4 PDF to Markdown

from pyhere import here
import sys
import os
from pathlib import Path
from openai import OpenAI
from IPython.display import display_markdown

sys.path.append(os.path.abspath('../..'))

api_key = os.getenv("OPENAI_API_KEY")
client = OpenAI(api_key=api_key)

4.1 Final Wrapper

from src.openai_tools import ocr_pdf_to_markdown

%%time
cochran_md = ocr_pdf_to_markdown(here("pdf/textbook/Cochran_1977_SamplingTechniques_Ch1.pdf"),
                                 model = "gpt-4o")
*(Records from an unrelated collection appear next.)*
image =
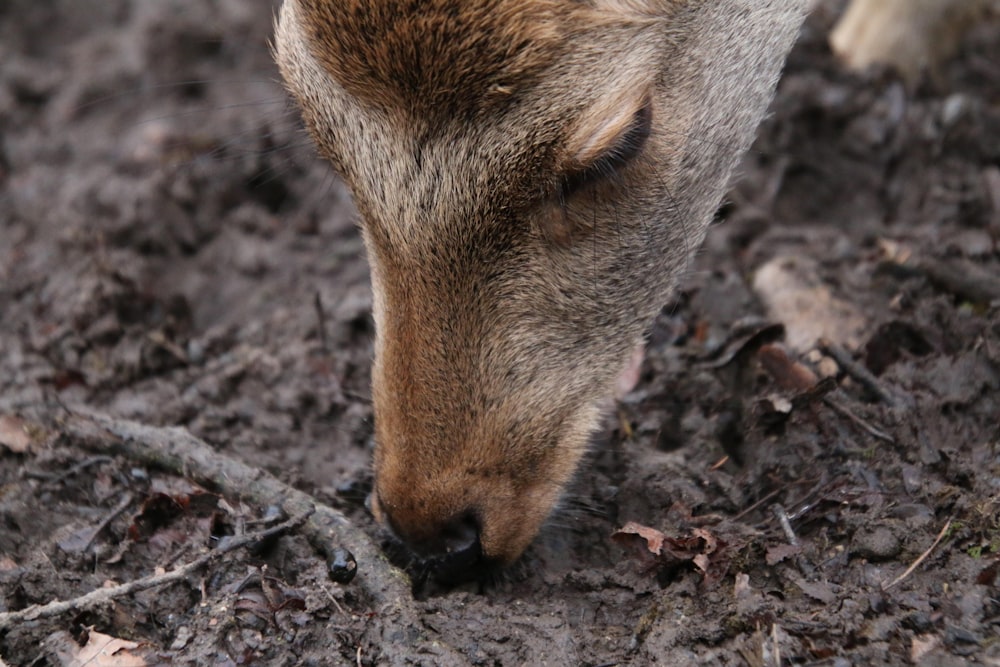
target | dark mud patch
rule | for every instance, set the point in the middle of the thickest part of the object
(172, 253)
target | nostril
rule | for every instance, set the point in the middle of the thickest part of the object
(460, 535)
(459, 554)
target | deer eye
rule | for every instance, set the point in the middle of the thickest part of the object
(627, 148)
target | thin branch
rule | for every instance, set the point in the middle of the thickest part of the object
(104, 595)
(920, 559)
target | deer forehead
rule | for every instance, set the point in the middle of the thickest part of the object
(443, 105)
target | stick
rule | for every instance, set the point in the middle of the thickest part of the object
(175, 449)
(919, 560)
(857, 371)
(103, 595)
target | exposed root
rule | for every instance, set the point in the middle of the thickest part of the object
(104, 595)
(175, 449)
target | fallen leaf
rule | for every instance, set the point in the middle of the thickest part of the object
(779, 552)
(100, 651)
(922, 645)
(14, 434)
(788, 373)
(794, 295)
(652, 538)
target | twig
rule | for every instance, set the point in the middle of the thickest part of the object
(920, 559)
(321, 320)
(857, 371)
(861, 423)
(103, 595)
(786, 524)
(175, 449)
(118, 509)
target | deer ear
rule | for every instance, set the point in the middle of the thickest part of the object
(601, 127)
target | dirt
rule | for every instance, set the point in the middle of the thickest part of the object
(173, 253)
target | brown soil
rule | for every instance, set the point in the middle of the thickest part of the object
(172, 253)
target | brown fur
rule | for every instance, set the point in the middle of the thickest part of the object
(509, 290)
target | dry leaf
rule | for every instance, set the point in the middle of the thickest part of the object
(100, 651)
(922, 645)
(14, 434)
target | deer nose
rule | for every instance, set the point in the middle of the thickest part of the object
(452, 550)
(457, 554)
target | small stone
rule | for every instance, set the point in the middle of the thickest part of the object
(876, 544)
(343, 567)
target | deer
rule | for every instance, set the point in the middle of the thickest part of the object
(532, 178)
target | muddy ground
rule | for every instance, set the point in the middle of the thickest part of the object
(172, 253)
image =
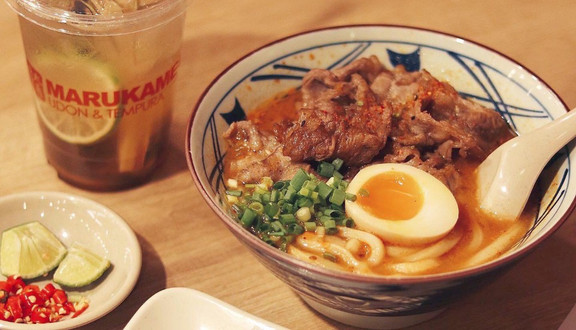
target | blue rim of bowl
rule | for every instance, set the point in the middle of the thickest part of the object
(255, 242)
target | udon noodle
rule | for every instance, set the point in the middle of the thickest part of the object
(270, 144)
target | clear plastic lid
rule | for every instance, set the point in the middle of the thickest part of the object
(98, 17)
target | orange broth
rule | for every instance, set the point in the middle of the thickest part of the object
(270, 115)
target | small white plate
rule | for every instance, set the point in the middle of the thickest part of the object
(72, 218)
(184, 308)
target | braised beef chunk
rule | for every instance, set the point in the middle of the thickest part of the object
(252, 155)
(432, 124)
(340, 116)
(364, 113)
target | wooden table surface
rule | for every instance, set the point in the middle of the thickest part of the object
(183, 242)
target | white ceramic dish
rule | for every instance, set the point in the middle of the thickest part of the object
(183, 308)
(475, 71)
(72, 218)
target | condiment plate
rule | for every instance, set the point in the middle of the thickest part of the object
(184, 308)
(73, 218)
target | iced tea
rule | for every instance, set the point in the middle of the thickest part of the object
(104, 96)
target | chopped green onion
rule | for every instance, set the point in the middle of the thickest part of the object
(303, 214)
(337, 197)
(325, 169)
(324, 190)
(271, 210)
(287, 218)
(298, 180)
(257, 207)
(350, 197)
(310, 226)
(337, 163)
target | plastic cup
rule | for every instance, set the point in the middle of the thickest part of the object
(103, 88)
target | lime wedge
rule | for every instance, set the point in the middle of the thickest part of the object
(30, 250)
(73, 107)
(80, 267)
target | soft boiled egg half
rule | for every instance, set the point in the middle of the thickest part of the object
(401, 204)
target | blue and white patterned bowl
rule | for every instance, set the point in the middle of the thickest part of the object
(477, 72)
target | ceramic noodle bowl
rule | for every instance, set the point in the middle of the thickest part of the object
(476, 72)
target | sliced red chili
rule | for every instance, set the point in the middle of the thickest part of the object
(47, 291)
(40, 315)
(5, 286)
(59, 296)
(13, 306)
(81, 307)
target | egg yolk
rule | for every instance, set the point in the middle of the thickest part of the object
(391, 196)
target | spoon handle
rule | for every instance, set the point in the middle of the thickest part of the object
(506, 178)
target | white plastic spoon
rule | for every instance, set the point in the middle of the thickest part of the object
(506, 177)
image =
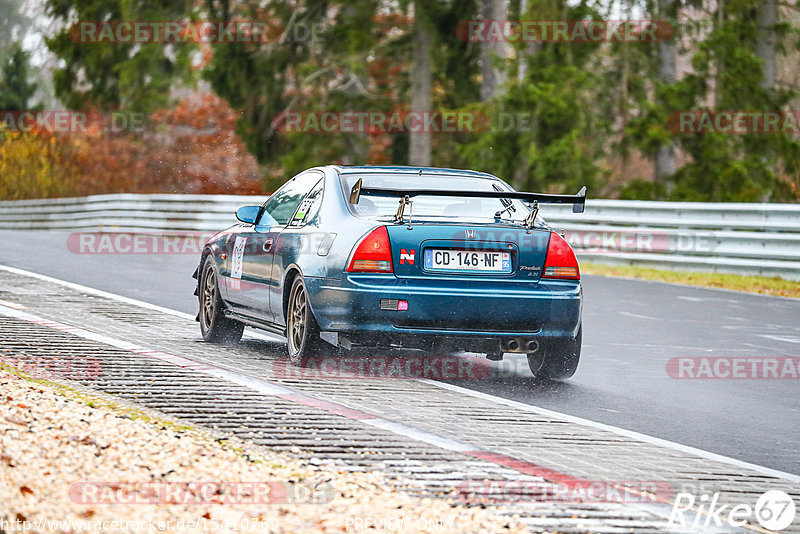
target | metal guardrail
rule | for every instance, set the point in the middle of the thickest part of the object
(762, 239)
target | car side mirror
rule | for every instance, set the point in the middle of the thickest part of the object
(248, 214)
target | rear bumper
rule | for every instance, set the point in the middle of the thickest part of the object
(437, 308)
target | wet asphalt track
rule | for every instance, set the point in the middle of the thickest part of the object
(631, 329)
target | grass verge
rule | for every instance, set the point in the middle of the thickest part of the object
(751, 284)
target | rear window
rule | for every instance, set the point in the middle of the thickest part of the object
(433, 207)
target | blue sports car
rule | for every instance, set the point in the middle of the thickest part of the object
(436, 259)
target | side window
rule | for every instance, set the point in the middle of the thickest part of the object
(309, 206)
(282, 205)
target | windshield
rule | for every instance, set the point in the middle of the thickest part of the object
(430, 207)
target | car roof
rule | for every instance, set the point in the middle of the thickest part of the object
(398, 169)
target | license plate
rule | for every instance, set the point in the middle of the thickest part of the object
(437, 259)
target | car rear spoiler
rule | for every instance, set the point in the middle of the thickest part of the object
(578, 200)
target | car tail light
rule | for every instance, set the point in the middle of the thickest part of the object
(561, 261)
(373, 254)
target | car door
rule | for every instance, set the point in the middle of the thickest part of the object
(264, 243)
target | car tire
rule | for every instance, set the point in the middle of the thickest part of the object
(302, 330)
(215, 327)
(556, 361)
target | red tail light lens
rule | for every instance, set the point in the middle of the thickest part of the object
(561, 261)
(373, 254)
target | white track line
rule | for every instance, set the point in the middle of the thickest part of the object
(483, 396)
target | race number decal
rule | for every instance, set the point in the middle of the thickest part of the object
(236, 261)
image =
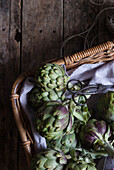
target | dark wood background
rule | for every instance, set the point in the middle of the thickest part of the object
(32, 32)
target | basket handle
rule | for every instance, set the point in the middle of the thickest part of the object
(100, 53)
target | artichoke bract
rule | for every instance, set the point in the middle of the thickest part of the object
(80, 165)
(52, 120)
(79, 112)
(37, 96)
(51, 77)
(105, 107)
(49, 159)
(95, 135)
(65, 143)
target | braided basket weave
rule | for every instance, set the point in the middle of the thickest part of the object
(100, 53)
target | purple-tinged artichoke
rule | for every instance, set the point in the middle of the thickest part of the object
(51, 77)
(49, 159)
(95, 135)
(53, 120)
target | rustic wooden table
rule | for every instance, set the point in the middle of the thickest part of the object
(32, 32)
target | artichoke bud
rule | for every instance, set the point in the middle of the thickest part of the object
(80, 165)
(51, 77)
(80, 112)
(65, 143)
(55, 122)
(95, 134)
(49, 159)
(38, 96)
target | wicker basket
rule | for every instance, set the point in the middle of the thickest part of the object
(100, 53)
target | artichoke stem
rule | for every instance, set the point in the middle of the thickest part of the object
(109, 149)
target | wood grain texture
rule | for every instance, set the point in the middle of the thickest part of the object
(42, 31)
(9, 70)
(106, 12)
(79, 15)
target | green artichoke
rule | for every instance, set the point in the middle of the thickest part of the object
(80, 165)
(95, 135)
(105, 107)
(51, 77)
(37, 96)
(65, 143)
(53, 120)
(80, 112)
(49, 159)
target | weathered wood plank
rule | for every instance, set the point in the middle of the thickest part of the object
(79, 15)
(9, 69)
(42, 31)
(106, 15)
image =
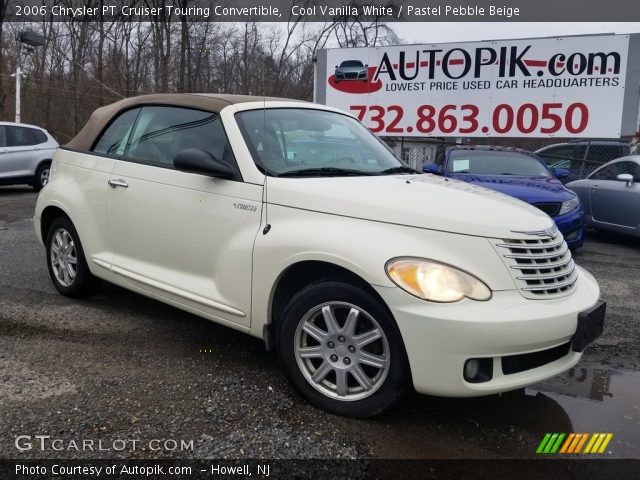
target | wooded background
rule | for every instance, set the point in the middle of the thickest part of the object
(86, 64)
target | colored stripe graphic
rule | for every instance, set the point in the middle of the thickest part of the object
(573, 443)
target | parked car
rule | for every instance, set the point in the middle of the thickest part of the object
(351, 70)
(519, 174)
(194, 200)
(25, 154)
(611, 196)
(582, 155)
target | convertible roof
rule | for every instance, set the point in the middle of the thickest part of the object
(204, 101)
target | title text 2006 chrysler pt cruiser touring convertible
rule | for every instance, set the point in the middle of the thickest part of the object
(292, 222)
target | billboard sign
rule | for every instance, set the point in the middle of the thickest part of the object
(544, 87)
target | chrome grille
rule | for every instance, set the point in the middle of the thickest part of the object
(541, 267)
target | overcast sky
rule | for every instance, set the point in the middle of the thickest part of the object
(442, 32)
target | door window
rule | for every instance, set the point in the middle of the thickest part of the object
(39, 136)
(113, 140)
(19, 137)
(160, 133)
CPU times: user 1.24 s, sys: 57.9 ms, total: 1.3 s
Wall time: 3min 46s



file_path = Path(here("output/markdown/Cochran_1977_SamplingTechniques_Ch1.md"))
with open(file_path, 'w', encoding='utf-8') as file:
    # Write the string of text to the file
    file.write(cochran_md)

%%time
tirads_md = ocr_pdf_to_markdown(here("pdf/paper/TI-RADS_A User’s Guide.pdf"),
                                 model = "gpt-4o-2024-08-06")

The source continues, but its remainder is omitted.